Monday, 11 January saw the opening of sculptor Salah Eddin Abdel Rahman’s solo exhibition at the Easel and Camera Contemporary Art Gallery.
The intimate display space is located in an unlikely area, a big mall right on Maadi’s busy Nasr Street, but as enthusiastic Gallery Manager Weeam El-Masry puts it, “this abnormal location has its pros, as it bring us a lot of visitors by coincidence.”
What is certain, though, is that the friendly crowd that gathered on Monday evening for the opening of Abdel Rahman’s exhibition did not enter the tiny premises randomly, and all seemed to have been driven by an acute appreciation for art.
Thanks to a couple of energetic and chubby kids running around and patting the visibly unmoved rock sculptures, the gallery resonated with a joyous ambiance seldom felt in a space dedicated to art.

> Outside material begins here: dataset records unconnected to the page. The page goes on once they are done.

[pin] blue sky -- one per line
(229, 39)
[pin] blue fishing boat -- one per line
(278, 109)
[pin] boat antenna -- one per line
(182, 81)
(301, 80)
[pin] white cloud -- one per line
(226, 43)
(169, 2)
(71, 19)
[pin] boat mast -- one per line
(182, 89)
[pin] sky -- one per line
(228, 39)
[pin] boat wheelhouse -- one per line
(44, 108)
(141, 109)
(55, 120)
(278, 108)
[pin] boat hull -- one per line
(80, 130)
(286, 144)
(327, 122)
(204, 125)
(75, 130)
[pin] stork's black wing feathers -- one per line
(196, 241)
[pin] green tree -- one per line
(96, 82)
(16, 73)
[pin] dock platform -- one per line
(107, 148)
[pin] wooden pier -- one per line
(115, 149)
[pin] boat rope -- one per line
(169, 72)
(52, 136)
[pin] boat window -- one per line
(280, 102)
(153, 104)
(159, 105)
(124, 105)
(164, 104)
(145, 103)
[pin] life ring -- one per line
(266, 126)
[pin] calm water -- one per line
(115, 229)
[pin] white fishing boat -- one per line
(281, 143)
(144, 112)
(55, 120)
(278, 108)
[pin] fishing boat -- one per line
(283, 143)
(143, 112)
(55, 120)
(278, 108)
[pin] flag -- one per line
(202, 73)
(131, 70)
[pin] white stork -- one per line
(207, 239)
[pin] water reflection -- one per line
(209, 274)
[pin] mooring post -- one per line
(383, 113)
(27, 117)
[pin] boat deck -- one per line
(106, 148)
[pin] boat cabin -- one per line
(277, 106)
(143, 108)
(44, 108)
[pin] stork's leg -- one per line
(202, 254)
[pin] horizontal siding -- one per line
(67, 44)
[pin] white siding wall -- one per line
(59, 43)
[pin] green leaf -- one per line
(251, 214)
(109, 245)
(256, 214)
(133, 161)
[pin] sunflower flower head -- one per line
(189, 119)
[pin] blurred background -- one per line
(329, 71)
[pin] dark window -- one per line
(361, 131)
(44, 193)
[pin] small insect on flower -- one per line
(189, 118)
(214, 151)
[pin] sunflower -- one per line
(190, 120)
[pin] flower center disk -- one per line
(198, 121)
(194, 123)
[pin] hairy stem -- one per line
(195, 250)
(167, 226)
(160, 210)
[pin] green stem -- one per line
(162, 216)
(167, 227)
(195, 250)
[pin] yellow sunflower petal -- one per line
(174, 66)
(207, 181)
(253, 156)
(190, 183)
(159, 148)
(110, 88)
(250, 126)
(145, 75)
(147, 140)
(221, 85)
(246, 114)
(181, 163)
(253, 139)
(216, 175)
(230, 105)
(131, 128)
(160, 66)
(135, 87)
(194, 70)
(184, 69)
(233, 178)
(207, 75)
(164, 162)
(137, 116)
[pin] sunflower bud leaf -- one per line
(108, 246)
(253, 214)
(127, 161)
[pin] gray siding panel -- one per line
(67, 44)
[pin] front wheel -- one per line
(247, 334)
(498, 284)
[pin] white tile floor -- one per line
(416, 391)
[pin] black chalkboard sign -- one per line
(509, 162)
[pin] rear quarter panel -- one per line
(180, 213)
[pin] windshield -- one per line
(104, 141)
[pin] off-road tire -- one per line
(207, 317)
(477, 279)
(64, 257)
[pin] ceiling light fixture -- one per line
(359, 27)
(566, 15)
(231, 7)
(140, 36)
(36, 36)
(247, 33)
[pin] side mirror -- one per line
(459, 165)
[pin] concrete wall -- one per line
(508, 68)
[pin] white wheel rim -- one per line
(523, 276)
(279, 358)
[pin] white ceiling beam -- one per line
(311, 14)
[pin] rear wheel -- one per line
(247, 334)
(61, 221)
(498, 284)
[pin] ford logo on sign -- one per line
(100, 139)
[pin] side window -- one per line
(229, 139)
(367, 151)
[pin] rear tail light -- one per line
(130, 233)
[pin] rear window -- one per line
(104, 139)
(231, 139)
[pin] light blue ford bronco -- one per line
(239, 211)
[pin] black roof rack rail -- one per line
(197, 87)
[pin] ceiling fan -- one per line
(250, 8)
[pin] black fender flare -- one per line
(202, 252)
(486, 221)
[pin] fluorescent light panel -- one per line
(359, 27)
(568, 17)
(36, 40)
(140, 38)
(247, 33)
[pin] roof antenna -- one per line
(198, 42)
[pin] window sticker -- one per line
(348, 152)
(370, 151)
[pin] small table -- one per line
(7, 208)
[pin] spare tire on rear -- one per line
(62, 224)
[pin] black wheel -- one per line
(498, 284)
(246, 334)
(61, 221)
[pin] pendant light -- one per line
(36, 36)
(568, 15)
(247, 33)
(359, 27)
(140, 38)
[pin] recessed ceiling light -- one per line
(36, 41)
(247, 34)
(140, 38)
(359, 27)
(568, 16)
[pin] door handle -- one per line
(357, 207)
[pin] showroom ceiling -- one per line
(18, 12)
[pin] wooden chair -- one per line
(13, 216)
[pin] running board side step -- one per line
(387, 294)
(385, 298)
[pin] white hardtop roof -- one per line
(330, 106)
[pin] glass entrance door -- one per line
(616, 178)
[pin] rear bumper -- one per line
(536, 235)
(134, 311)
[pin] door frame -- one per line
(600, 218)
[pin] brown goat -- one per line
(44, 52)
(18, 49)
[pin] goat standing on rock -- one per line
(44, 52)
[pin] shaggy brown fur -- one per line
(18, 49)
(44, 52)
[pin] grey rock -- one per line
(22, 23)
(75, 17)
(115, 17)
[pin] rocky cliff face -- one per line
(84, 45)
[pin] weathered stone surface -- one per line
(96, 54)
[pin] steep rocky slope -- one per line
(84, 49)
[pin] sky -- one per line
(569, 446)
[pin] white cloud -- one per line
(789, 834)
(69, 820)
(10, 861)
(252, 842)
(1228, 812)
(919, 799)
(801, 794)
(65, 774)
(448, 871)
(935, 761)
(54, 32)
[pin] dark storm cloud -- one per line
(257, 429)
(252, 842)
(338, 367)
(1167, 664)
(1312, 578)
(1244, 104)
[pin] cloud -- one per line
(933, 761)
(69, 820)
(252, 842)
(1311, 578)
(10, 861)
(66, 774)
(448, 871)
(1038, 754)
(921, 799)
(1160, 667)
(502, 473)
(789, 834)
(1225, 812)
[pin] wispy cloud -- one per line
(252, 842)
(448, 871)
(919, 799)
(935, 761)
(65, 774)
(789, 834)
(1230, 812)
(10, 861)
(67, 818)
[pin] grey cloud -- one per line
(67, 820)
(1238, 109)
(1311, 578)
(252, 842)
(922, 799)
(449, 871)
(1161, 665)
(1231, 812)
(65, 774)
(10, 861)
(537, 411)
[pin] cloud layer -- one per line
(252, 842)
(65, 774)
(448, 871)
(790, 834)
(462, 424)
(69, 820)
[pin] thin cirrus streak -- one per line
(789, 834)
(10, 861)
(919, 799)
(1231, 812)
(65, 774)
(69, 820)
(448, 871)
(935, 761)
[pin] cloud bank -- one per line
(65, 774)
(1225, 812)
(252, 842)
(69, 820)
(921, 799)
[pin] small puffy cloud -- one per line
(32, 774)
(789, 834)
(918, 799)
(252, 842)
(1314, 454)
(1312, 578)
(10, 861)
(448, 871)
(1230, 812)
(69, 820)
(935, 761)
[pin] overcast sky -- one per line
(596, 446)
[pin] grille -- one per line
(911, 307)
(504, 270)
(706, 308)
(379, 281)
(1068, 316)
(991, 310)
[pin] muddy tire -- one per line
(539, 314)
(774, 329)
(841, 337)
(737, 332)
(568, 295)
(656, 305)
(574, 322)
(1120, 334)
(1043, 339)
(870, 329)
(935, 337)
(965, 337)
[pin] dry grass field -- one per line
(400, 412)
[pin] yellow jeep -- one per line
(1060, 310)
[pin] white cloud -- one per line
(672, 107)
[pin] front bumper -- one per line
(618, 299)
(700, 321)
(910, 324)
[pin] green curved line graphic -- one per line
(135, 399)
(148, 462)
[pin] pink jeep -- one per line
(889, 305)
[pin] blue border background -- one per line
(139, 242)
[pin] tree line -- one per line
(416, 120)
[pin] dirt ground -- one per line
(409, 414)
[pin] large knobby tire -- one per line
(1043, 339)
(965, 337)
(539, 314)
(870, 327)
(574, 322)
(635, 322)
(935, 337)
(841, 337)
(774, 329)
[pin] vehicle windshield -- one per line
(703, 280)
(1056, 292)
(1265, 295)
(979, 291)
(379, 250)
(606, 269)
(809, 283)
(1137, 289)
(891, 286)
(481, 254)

Displayed throughout the gallery are 12 sculptures of faces, sometimes with a bust attached, all exuding a very peculiar strangeness coupled with an unmistakable attractiveness.
The first sculpture that catches one’s attention is a woman’s face in sparkling white marble. For the eyes, the sculptor fixed a net and shallow drain in the porcelain-white marble, blurring the woman’s window to the soul and preventing the observer from deciphering her emotions.
The soft lines that run down her long dove-neck give the woman a queenly bearing. “I intentionally give the faces I sculpt a blurry aspect, so they look soft on the outside but hide various levels of emotions,” the artist explains.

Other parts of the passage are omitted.